Those who know me have long accepted that crab is the only exception to my otherwise plant-based diet. While I can no longer bring myself to sit at the picnic table, crack open a crab leg, and pick out the meat with a little metal poker, I do still enjoy lump crab. Unfortunately, I am rarely impressed by crab dishes at restaurants, no matter how much I want to be. This disappointment has motivated me to perfect my crab cake recipe, and it has been a crowd pleaser for years.
Every restaurant, food blogger, and home chef claims to have “the best” or “world-famous” crab cakes, so I know those tag lines won’t convince anyone to try this recipe. Instead, consider the following description. These crab cakes are… farm-to-table fresh; made with more crab than any other ingredient; moist on the inside and lightly crunchy on the outside; low in fat and sodium; high in protein and flavor; easy to prepare and clean up; guaranteed to earn the chef compliments at your next dinner party.
You will need…
- Cupcake tin and liners
- Chef’s note: Paper liners are fine, but foil liners like these allow the crab cakes to get extra deliciously crispy on the outside!
- 1/3 cup unseasoned panko bread crumbs + ½ cup for coating
- 1 tsp salt
- ¼ tsp ground white pepper
- ¼ tsp garlic powder (1 clove if using fresh minced)
- ½ tsp dried tarragon
- ¼ cup fresh parsley
- 2 scallions (minced, with greens)
- 1/3 cup mayonnaise (light or original)
- 1 16-oz can of lump crab meat
- Chef’s note: Lump is preferred to special or super lump because it is the perfect balance of price and texture for crab cakes. Super lump costs more and will fall apart since this recipe has minimal “fillers” to bind the larger pieces. Special is more affordable and will bind together even better than lump, but it lacks the “wow factor” of lump crab cakes. We’re all about the wow factor when we host and entertain guests!

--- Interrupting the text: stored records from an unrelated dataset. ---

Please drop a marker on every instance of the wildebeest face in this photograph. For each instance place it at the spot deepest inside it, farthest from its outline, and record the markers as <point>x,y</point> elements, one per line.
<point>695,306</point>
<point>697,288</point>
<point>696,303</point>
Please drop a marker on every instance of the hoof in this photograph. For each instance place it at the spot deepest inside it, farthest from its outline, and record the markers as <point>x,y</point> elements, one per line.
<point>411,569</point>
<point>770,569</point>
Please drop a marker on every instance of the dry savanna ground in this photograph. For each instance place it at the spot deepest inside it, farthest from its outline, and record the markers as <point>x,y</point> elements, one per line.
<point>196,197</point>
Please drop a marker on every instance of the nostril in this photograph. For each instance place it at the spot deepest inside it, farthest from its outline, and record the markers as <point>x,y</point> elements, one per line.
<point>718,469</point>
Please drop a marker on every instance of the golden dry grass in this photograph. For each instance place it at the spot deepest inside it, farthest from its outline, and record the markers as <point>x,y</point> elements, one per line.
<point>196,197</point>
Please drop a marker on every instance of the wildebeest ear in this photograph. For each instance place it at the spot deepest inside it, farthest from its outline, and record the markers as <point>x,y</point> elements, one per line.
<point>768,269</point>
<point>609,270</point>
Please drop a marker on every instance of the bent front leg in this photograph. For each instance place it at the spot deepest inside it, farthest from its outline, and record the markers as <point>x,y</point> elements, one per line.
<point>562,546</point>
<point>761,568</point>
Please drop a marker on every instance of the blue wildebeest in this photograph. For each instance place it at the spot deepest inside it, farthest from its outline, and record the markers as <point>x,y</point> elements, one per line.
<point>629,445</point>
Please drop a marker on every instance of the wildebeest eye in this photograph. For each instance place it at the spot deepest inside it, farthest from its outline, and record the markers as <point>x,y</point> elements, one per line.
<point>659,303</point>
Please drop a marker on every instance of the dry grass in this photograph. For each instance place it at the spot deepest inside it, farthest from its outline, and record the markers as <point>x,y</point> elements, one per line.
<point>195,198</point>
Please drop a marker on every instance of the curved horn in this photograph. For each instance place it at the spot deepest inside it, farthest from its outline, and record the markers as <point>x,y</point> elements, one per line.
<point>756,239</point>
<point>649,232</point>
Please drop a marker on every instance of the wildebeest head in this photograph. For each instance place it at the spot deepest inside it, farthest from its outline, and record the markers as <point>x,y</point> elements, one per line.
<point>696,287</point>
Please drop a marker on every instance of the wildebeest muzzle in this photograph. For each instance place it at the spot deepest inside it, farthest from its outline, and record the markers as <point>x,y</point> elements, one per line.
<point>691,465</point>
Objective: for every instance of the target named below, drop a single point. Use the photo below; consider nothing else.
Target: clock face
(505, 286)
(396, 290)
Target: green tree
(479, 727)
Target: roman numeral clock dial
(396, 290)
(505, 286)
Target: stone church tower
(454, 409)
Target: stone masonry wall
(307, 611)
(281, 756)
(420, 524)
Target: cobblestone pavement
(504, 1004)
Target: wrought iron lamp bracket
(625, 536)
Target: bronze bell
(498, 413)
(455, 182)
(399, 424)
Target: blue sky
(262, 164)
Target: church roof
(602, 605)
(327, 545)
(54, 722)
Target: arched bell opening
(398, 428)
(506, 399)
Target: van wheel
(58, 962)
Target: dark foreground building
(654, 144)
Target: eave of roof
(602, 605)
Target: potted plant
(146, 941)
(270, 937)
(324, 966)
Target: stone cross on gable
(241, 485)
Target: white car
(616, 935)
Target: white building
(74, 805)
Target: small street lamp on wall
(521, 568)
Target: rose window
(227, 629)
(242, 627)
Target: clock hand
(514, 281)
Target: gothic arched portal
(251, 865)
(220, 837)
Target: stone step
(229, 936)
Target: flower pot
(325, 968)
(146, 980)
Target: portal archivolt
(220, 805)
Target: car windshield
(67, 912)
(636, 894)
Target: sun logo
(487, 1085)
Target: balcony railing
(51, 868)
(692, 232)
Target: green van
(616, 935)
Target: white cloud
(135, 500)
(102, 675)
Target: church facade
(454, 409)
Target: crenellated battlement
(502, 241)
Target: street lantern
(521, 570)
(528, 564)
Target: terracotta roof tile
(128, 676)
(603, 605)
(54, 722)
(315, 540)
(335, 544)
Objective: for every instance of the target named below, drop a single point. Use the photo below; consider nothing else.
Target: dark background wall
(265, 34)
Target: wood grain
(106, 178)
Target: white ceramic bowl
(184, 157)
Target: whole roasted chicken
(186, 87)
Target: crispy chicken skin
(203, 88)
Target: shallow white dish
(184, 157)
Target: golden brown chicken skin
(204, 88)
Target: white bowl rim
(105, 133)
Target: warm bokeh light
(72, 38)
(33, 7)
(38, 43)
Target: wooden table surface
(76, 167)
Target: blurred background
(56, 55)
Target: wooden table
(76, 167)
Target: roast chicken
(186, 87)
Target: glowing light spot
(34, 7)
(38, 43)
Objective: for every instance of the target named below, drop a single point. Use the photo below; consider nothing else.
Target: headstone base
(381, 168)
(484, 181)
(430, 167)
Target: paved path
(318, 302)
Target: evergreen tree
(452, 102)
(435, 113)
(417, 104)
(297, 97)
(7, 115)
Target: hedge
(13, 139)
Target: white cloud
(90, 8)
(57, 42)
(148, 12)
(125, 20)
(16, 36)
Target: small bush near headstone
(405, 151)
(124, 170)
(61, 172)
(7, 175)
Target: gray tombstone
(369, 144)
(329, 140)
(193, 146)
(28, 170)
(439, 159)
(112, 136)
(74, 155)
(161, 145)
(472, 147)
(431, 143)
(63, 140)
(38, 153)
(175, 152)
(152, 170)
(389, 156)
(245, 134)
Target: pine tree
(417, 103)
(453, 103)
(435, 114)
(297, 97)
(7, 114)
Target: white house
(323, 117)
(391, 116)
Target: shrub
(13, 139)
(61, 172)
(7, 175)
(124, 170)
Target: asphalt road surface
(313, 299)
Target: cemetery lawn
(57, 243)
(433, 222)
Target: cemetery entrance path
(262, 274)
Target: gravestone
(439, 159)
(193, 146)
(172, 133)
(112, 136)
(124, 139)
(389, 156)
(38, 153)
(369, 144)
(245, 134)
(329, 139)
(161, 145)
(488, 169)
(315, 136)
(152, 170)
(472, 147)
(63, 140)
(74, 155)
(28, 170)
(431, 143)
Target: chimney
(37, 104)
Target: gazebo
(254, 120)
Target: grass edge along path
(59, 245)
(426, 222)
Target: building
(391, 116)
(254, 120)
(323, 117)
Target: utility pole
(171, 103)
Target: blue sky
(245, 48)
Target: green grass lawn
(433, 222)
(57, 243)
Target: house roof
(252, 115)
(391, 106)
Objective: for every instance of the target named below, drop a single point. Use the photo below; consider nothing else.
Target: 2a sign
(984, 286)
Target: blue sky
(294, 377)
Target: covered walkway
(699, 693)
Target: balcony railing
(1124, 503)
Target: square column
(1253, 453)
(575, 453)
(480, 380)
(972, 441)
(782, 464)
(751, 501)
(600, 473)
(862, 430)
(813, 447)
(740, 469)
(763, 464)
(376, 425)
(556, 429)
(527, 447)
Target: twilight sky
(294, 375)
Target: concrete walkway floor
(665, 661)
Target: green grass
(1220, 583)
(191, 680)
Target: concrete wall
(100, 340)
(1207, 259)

- Pinch of Old Bay seasoning for sprinkling on top after baking
- Chef’s note: Did you know Old Bay is available a low sodium blend? It retains 100% of the flavor of the original blend with 30% less sodium!
Let’s do it!
- Preheat the oven to 400 degrees (F).
- Fill a cupcake tin with eight or nine liners depending on your desired size. The recommended serving size is two crab cakes per person if they are the main protein. Alternatively, you could allot one per person if the crab cakes are an appetizer or served as part of a surf and turf meal where additional protein is available.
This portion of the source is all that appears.